It was a lovely late-October day yesterday, just the sort of thing I’m seldom prepared for in September. With the temperature at sunrise in the upper 40s and then failing to break 70 all day, about ten degrees Fahrenheit below the seasonal norm, but with 80s and possibly 90 promised for the weekend, I was unwilling to crank up the furnace. (Besides, I’d just written a check for a sub-$20 gas bill, and I know I’m going to miss those.)
What to do? The brainstorm finally arrived: run the oven’s cleaning cycle and let the residual warmth waft through the premises. I couldn’t remember when I’d done it last, so I fished out the manual and looked at the back cover, where I habitually record the last service date.
Which was blank, which means I’ve never cleaned this sucker in the six years I’ve been here. “It didn’t look filthy,” I thought, and banishing thoughts of Sylvia Plath, I took a look inside. And it really wasn’t filthy: there was a little bit of scuzz across the bottom, and a fair amount of gunk on the door, but that’s it.
Then it occurred to me that I really should RTFM, and found this curt little note:
Soil on the front frame and outside the gasket on the door liner will need to be cleaned by hand.
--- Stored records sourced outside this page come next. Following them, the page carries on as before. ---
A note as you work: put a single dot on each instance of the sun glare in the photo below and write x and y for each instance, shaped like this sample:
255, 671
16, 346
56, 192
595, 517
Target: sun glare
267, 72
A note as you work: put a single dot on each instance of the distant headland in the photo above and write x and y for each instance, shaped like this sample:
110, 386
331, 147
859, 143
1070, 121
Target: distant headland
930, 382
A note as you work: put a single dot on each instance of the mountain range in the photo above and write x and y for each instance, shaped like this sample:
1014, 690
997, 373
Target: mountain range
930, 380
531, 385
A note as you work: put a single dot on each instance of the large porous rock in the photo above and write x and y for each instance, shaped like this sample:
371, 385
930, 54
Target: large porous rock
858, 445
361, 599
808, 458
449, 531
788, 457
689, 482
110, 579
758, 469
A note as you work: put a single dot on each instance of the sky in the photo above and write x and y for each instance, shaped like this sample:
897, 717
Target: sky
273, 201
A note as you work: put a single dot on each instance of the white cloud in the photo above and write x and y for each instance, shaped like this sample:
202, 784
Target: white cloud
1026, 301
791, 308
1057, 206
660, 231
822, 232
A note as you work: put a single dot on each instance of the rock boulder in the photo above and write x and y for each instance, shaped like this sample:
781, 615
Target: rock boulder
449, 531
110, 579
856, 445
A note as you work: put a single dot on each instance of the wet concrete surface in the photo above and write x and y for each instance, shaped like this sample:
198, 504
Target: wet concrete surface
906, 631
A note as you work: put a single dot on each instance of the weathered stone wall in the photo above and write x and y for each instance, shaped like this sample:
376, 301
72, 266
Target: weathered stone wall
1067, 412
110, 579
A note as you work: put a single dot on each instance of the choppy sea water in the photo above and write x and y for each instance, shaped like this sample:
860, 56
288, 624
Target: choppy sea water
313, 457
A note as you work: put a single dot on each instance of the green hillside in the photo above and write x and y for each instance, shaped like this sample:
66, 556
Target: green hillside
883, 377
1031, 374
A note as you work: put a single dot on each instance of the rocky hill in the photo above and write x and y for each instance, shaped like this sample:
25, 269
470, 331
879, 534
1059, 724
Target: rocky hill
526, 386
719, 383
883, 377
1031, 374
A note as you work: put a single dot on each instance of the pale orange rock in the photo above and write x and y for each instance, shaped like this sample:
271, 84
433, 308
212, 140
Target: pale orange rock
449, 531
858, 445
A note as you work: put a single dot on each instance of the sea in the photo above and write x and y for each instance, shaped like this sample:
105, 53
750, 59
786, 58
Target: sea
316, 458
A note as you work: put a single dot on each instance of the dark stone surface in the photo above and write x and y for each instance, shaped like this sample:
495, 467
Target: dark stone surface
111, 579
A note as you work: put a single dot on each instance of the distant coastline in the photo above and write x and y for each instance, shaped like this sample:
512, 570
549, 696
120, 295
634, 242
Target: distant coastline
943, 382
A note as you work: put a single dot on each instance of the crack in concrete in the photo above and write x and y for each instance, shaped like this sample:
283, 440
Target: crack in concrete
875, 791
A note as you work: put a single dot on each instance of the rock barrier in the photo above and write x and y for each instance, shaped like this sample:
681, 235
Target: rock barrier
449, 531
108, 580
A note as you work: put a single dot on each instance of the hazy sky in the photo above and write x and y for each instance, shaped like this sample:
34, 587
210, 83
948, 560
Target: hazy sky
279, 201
Okay, fine. ScotchBrite in hand, I scraped off said soil, wiped up the residue, latched the door, and hit the magic switch. The stench was amazing: I had to fire up the attic fan, which basically defeated the whole idea of basking in the warmth.
And then I wondered: how much had this little experiment cost? The house was actually fairly warm when the cycle completed, up about 2.5 degrees from when it started despite the attic fan. I did the math: 3000 watts X 4.25 hours = 13 kwh = about $1.10 at the current (sorry about that) rate. I might have been able to run the furnace for less than that.
But no matter. The oven is clean. The burner pans, on the other hand, are kinda grungy, but they don’t have a cleaning mechanism other than good old elbow grease.